Selama kunjungannya ke Tel Aviv pada hari Rabu, Biden mengatakan kepada Israel, “Kami tidak akan pernah membiarkan Anda sendirian.” Namun, ia memperingatkan warga Israel untuk tidak “dikonsumsi” oleh kemarahan, seperti yang ia katakan bahwa Amerika Serikat pasca serangan 11 September 2001.
Biden mengatakan pengambilan keputusan di masa perang “memerlukan pengajuan pertanyaan yang sangat sulit” dan “kejelasan mengenai tujuan dan penilaian yang jujur mengenai apakah jalan yang Anda ambil akan mencapai tujuan tersebut.”
Pidato dari Ruang Oval adalah salah satu platform terpenting yang dapat dipimpin oleh seorang presiden, sebuah kesempatan untuk mencoba menarik perhatian negara di saat krisis. ABC, NBC dan CBS mengatakan mereka akan membuat program reguler untuk menayangkan judul tersebut secara langsung.
Biden hanya menyampaikan satu pidato serupa selama masa kepresidenannya, setelah Kongres meloloskan undang-undang anggaran bipartisan untuk mencegah gagal bayar (default) utang negara.
Gedung Putih dan pejabat senior pemerintahan lainnya, termasuk Direktur Kantor Manajemen dan Anggaran Shalanda Young, diam-diam telah memberi pengarahan kepada anggota parlemen penting dalam beberapa hari terakhir mengenai rencana permintaan dana tambahan.
Gedung Putih berencana untuk secara resmi mengumumkan permintaan tambahan Biden pada hari Jumat, menurut para pejabat yang mengetahui rencana tersebut, meskipun waktunya dapat berubah.
Senat berencana untuk mengambil tindakan cepat atas permintaan Biden, dengan harapan dapat menciptakan tekanan pada Dewan Perwakilan Rakyat yang dikuasai Partai Republik untuk menyelesaikan masalah kepemimpinannya dan kembali menerapkan undang-undang.
Keamanan perbatasan kemungkinan akan menjadi isu kontroversial dalam pembicaraan tersebut.
Meskipun jumlah migran yang tiba di Amerika Serikat menurun setelah pembatasan suaka baru dimulai pada bulan Mei, penyeberangan ilegal melebihi rata-rata harian lebih dari 8.000 orang pada bulan lalu.
“Ada kebutuhan besar untuk membayar remediasi,” kata Senator Chris Murphy, D-Conn., yang memimpin komite Senat yang mengawasi pendanaan DHS. “Jadi itu biaya staf, fasilitas penerangan, dan biaya transportasi.”
Keputusan Biden untuk memasukkan pendanaan untuk Taiwan dalam proposalnya merupakan sinyal kemungkinan terjadinya konflik internasional lainnya.
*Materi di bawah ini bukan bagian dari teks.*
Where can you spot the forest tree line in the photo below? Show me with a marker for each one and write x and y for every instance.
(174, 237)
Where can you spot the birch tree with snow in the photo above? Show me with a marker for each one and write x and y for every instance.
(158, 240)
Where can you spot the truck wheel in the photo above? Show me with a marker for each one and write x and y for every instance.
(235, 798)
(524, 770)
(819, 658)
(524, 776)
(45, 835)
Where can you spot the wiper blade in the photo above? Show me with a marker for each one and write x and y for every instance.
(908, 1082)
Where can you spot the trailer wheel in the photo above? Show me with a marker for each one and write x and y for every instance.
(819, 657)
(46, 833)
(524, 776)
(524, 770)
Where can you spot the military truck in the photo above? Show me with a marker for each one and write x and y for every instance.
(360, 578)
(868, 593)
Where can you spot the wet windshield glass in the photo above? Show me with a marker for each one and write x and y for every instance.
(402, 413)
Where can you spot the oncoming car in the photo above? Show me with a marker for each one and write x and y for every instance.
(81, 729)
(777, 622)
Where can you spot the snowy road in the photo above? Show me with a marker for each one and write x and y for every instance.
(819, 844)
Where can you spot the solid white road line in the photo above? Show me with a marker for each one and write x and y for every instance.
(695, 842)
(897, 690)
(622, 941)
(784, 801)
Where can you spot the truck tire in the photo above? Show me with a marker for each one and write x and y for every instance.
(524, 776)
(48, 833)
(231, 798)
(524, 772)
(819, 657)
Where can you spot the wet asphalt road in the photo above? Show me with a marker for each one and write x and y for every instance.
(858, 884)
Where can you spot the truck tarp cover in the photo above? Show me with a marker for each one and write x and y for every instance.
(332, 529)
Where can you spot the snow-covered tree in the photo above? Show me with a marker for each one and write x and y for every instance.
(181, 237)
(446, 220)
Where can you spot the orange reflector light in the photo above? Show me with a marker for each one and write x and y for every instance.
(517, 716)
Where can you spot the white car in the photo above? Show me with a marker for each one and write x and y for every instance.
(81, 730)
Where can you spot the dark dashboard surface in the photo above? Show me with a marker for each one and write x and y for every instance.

Tiongkok ingin menyatukan kembali pulau otonom tersebut dengan daratan, sebuah tujuan yang dapat dicapai dengan kekerasan.
Meski peperangan di Eropa dan Timur Tengah menjadi kekhawatiran paling mendesak bagi kebijakan luar negeri AS, Biden memandang Asia sebagai arena utama dalam perebutan pengaruh global.
Strategi Keamanan Nasional pemerintahan AS, yang dikeluarkan tahun lalu, menggambarkan Tiongkok sebagai “tantangan geopolitik paling penting yang dihadapi Amerika.”
Penulis Associated Press Matthew Lee dan Mary Clare Jalonick serta penulis media AP David Bauder berkontribusi pada laporan ini.
“Ninja budaya pop. Penggemar media sosial. Tipikal pemecah masalah. Praktisi kopi. Banyak yang jatuh hati. Penggemar perjalanan.”